Я почувствовал, как голоса в моей голове зашевелились, становясь громче, их шепот превратился в хор. «Счастливым? Он смеется над тобой! Разве такое можно забыть? Разве можно быть счастливым после этого? Это обман! Ложь!» – шептали они, их слова жгли мозг. Я почувствовал, как по спине пробежал холодок, словно чьи-то невидимые пальцы коснулись меня, пытаясь проникнуть под кожу. Я оставался спокойным, но внутри меня всё сжималось.
—Дядя Эдгар, – мой голос стал чуть громче, но оставался плоским, безжизненным, словно я читал давно заученную фразу. – Не нужно. Не нужно меня успокаивать. И не нужно говорить, что все будет хорошо. Я знаю, что не будет. Просто... Не надо. Мне не нужно это.
Я отодвинул тарелку, отодвигая от себя иллюзию нормальной жизни. Еда казалась противной, ее запах вызывал тошноту.
Он попытался дотянуться до меня снова, его глаза были полны глубокого, почти физического сострадания.
—Альберт, дорогой мой мальчик...
Дядя встал из-за стола, сделал шаг ко мне, пытаясь обнять. Я почувствовал его тепло, его запах – смесь табака и старой бумаги, такой знакомый, родной, но сейчас он казался удушающим, ограничивающим. Его руки сомкнулись на моих плечах, пытаясь притянуть меня к себе. Это было слишком. Слишком много прикосновений. Слишком много попыток проникнуть туда, куда я никого не пускал, даже его, самого близкого человека. Это ощущалось как вторжение, как акт насилия над моим личным пространством. Моя внешняя невозмутимость была на грани.
Я резко, но без поспешности отстранился, его руки соскользнули с моих плеч, и он сделал шаг назад.
—Не надо, дядя. – мой голос был резче, чем хотел, но удержал его от крика, от истинного выражения внутреннего хаоса. – Не трогай меня. Просто не надо. Я... Я не хочу.
Эдгар замер. Его руки опустились, и он отступил на шаг, его лицо было полно боли, но и понимания. Он знал, что в такие моменты лучше меня не трогать, что любая попытка утешения лишь углубит мою изоляцию. Моё отторжение было для него таким же болезненным, как и для меня самого, но он принимал его, потому что любил меня. Я не мог иначе. Каждое прикосновение, каждая попытка утешить воспринималась как вторжение, как напоминание о том, насколько я сломлен, насколько хрупок, насколько неспособен быть «нормальным». И это было невыносимо.

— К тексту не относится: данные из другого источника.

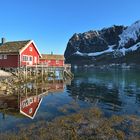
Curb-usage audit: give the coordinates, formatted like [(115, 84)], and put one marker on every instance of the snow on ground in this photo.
[(132, 32)]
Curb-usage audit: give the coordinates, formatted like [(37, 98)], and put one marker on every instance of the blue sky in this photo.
[(51, 23)]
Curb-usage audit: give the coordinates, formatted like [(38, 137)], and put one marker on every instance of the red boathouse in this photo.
[(18, 54)]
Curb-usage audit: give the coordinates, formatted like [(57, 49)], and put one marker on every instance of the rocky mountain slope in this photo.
[(116, 44)]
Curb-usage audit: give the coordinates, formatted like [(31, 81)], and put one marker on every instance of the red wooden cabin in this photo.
[(18, 53), (30, 105), (52, 60)]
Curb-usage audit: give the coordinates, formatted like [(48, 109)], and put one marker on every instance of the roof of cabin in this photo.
[(13, 47), (52, 56)]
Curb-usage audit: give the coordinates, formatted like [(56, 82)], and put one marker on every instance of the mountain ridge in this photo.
[(108, 45)]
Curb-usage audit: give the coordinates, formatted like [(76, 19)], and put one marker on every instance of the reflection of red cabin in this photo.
[(18, 53), (56, 87), (52, 60), (30, 105)]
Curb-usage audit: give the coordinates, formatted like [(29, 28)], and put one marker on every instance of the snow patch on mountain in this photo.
[(132, 32), (109, 50), (133, 48)]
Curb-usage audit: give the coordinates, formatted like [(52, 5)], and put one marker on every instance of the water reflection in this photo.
[(114, 90), (28, 100)]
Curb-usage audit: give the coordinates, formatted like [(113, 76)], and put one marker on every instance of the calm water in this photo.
[(114, 91)]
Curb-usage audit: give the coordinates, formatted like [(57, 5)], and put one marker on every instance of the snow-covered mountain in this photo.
[(116, 44)]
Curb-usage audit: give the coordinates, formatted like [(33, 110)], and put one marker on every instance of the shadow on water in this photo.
[(114, 91)]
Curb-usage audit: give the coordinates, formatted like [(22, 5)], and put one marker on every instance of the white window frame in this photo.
[(30, 49), (0, 56), (25, 58), (57, 61), (31, 58)]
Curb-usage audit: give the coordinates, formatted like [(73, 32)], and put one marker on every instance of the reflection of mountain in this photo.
[(111, 89), (94, 92), (28, 100)]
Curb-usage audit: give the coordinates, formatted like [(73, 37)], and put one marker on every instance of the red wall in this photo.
[(11, 61), (52, 62), (33, 53)]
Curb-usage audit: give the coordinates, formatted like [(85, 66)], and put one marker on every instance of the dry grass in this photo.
[(85, 125)]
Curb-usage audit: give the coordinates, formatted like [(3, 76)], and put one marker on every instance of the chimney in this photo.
[(3, 40)]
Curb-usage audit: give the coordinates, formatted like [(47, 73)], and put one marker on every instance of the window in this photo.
[(57, 61), (30, 111), (5, 56), (30, 58), (30, 49), (35, 59), (25, 58)]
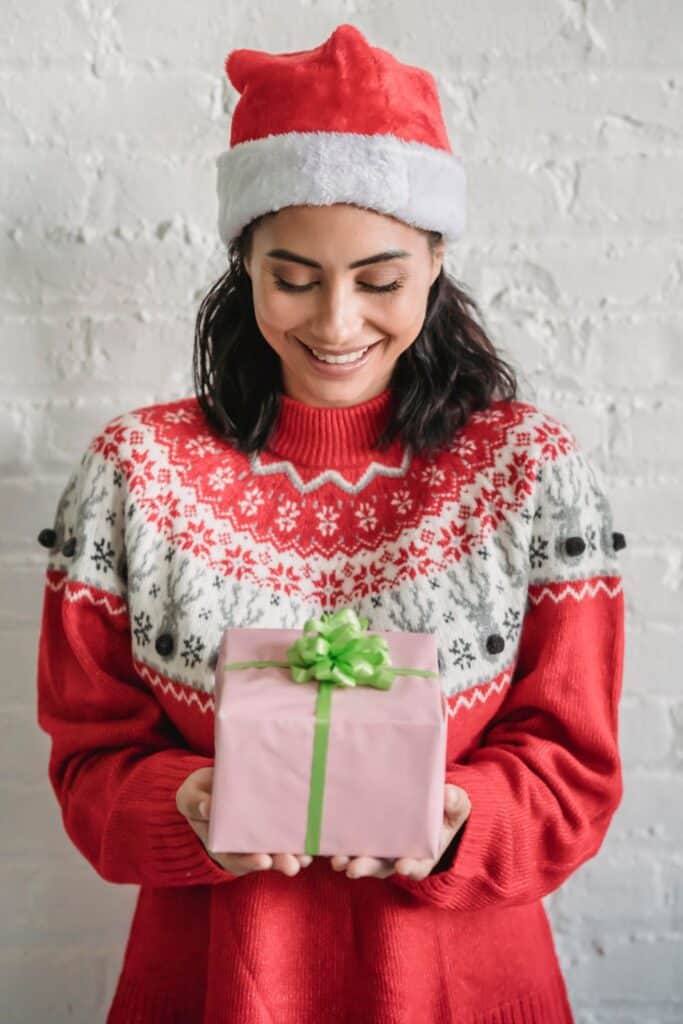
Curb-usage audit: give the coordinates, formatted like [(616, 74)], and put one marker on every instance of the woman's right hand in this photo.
[(194, 801)]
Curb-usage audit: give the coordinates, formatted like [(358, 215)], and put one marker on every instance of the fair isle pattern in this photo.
[(258, 468), (578, 590), (478, 694), (172, 524)]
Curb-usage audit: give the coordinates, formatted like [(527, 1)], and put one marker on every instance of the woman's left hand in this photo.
[(456, 812)]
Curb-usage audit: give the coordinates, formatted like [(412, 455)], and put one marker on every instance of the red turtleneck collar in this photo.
[(316, 435)]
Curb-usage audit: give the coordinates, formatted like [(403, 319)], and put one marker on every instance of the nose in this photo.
[(338, 317)]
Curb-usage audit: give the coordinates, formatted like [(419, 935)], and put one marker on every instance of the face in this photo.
[(342, 282)]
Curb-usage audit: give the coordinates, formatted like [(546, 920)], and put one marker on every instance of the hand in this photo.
[(456, 812), (194, 801)]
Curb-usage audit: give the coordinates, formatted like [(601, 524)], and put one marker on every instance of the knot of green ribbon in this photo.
[(335, 650)]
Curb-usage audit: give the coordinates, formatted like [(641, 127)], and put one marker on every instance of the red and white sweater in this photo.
[(503, 546)]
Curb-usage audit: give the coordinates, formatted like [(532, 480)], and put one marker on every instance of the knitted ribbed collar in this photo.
[(314, 435)]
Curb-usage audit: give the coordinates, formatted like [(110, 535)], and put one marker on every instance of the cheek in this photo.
[(273, 310)]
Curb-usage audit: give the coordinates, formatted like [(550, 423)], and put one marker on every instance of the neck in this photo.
[(330, 436)]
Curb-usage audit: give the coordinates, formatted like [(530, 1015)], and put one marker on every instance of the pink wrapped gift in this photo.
[(380, 786)]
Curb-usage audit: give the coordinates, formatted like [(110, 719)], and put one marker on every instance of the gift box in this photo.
[(329, 764)]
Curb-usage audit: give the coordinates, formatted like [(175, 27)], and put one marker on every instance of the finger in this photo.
[(456, 806), (414, 868), (287, 863), (367, 866)]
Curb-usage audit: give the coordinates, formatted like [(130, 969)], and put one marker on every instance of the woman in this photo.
[(354, 440)]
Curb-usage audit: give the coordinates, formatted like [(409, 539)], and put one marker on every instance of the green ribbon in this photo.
[(334, 650)]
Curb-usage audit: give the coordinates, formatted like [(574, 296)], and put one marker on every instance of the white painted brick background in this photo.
[(568, 116)]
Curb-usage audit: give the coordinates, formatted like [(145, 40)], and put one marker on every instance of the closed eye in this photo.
[(285, 286)]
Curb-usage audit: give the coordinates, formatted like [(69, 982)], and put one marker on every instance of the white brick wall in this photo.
[(568, 115)]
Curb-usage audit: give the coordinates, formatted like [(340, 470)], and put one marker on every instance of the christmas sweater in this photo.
[(502, 544)]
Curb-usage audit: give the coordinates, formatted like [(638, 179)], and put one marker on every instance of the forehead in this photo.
[(337, 233)]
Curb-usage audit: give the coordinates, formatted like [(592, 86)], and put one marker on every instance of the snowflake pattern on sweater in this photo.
[(184, 536)]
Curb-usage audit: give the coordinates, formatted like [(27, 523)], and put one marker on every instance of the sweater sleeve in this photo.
[(116, 759), (546, 779)]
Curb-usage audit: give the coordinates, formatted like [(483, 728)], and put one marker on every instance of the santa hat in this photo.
[(344, 122)]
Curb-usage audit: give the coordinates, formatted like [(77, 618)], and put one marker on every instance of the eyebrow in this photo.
[(378, 258)]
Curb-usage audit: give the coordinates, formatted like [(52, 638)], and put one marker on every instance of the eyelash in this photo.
[(286, 287)]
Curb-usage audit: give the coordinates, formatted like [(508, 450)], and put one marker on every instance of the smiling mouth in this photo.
[(351, 355)]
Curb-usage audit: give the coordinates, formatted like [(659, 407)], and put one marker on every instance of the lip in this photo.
[(343, 351), (333, 371)]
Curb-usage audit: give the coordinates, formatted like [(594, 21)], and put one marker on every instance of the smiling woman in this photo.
[(355, 441), (332, 305)]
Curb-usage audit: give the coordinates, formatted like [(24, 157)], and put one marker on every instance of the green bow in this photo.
[(335, 650)]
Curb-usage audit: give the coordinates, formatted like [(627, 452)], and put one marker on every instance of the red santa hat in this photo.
[(344, 122)]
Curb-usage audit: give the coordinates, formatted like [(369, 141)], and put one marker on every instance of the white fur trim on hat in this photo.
[(413, 181)]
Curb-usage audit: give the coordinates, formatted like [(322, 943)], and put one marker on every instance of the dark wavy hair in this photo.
[(451, 370)]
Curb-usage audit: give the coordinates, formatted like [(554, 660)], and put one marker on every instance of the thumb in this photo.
[(454, 803)]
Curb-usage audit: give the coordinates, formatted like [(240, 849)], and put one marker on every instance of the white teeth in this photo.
[(351, 357)]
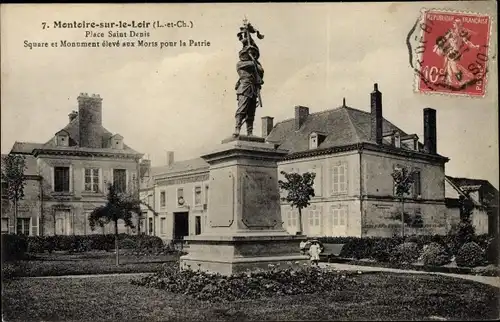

—Я пойду в комнату. – сказал я, не глядя на него, и поспешил прочь из гостиной, оставляя его одного за столом, на котором так и остался стоять недоеденный ужин.
Я вошел в свою комнату, закрыл дверь. Не запер на замок, потому что знал, что дядя никогда не ворвется без стука, но закрыл, чтобы создать физический барьер, чтобы дать понять, что хочу быть один. Голоса вновь заговорили, но теперь их тон был торжествующим, ликующим: «Видишь? Он не понимает. Никто не поймет. Ты один. Всегда один. Ты сломлен». Я проигнорировал их, направился к небольшой, потрепанной тумбочке у кровати. Открыл ящик, который тихо заскрипел. Внутри лежали пузырьки с таблетками – мой личный арсенал. Те самые «успокоительные», которые мне прописали в клинике, с замысловатыми названиями, которые я никогда не пытался запомнить. Это был мой спасательный круг, мой химический щит от реальности, моя гарантия спокойствия.
Я вынул один пузырек, достал две маленькие белые таблетки. Пошел на кухню, налил воды в стакан. Быстро вернулся, проглотил таблетки, запивая их холодной, безвкусной водой. Почувствовал, как они скатываются по горлу, предвкушая спасительное оцепенение, которое должно было вот-вот наступить. Через несколько минут начнется действие. Чувство тревоги начнет отступать, голоса превратятся в неразличимый шепот, а затем и вовсе исчезнут.
Я лег на кровать, не раздеваясь, погружаясь в мягкий матрас. Закрыл глаза. Подушка пахла пылью и чем-то неуловимо чужим, не моим. Я попытался представить лес, его прохладу, запах хвои, шум гитары, заглушающий всё вокруг, создающий свою собственную, успокаивающую симфонию.
Голоса становились тише. Их шепот превращался в монотонное бормотание, затем в едва слышный гул, напоминающий жужжание пчел в далеком улье. Тени перестали мелькать на внутренней стороне век. Тело тяжелело, веки наливались свинцом. Лекарство начинало действовать, окутывая меня мягкой, невесомой пеленой. Я погружался в спасительную пустоту, где не было ни прошлого, ни настоящего, ни голосов, ни людей, ни боли. Только темнота. И, возможно, сон. Холодный, пустой, но такой необходимый. Наконец-то спокойствие.